Just the facts, Ma’am 1 11 February 2019.

The Congressional Budget Office (CBO) reports that spending on people aged 65 and older[1] has increased as a share of federal spending from 35 percent (2005) to 40 percent (2018) and is projected to rise to 50 percent (2029).  The federal budget deficit is projected to exceed $1 trillion a year from 2022 to 2029.  Proposals recently offered by Democrats intending to run for President in 2020 or to shape the party’s policy for that race may have an effect on this situation.  None of the proposals claim to aim at deficit reduction.  Instead, they target reducing income inequality and/or financing expanded programs.

First, it is proposed to reform Social Security.[2]  As originally designed, Social Security enhanced private preparation for retirement by adding the resources from a tax on currently working people to individual savings and/or pensions.  Today, however, there appears to be a savings crisis among working people.

There is also a financing crisis for Social Security.  The actuaries at the Social Security Administration report that outlays (payments) will soon exceed income (withholding tax revenues).  Thereafter the payments will be paid from an accumulated surplus held in the form of U.S. treasury bonds.  When that trust fund is exhausted by 2034, benefits will have to be reduced.  Currently, about 63 million people receive Social Security benefits.  The number is expected to rise to 89 million by 2030.  The total current cost is about $1 trillion.  The maximum amount of income subject to Social Security tax is $132,900; the current withholding tax on payrolls is 12.4 percent.

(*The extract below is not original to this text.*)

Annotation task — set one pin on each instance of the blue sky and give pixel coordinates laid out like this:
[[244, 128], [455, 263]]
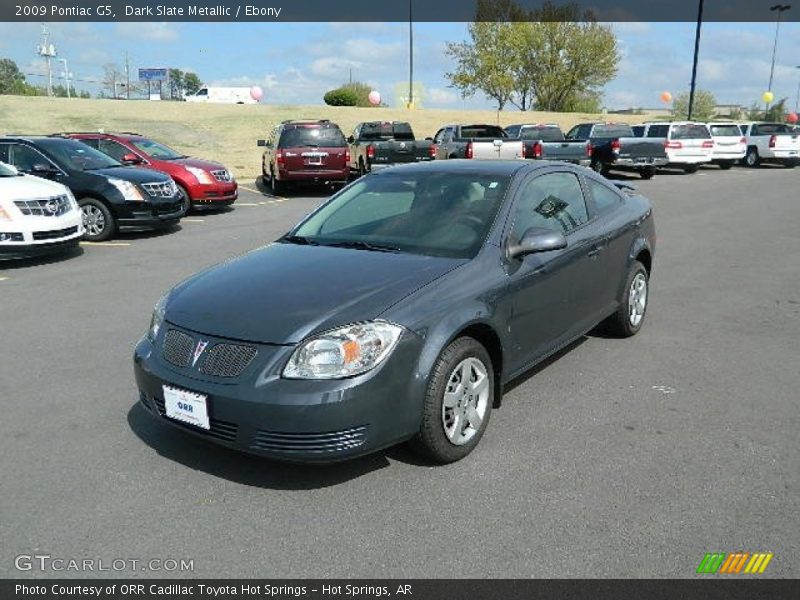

Democrats propose to increase the minimum benefit to help lower-income people who have saved less than have higher income people; increase benefits by an average of about two percent; raise the annual cost-of-living adjustment to payments to respond to the reality that retirees consume goods and services in a different pattern than do still-working people; cut the tax on benefits for middle-income recipients while increasing them on upper-income recipients; and increase the payroll tax rate from the current to 14.8 percent by 2040, and the payroll tax would be imposed on incomes above $400,000 a year, while incomes between $132,900 a year and $400,000 a year would not be subject to taxation.

This proposal would permanently fix the financing problem.  It would also increase benefits paid out to some Social Security recipients.  An estimated three-quarters of the extra income would go to covering the looming deficit; the rest would go to increased benefits for lower-income recipients.

[1] Social Security, Medicare, Medicaid.

[2] Robert Pear, “Democrats Push First Major Social Security Expansion Since 1972,” NYT, 4 February 2019.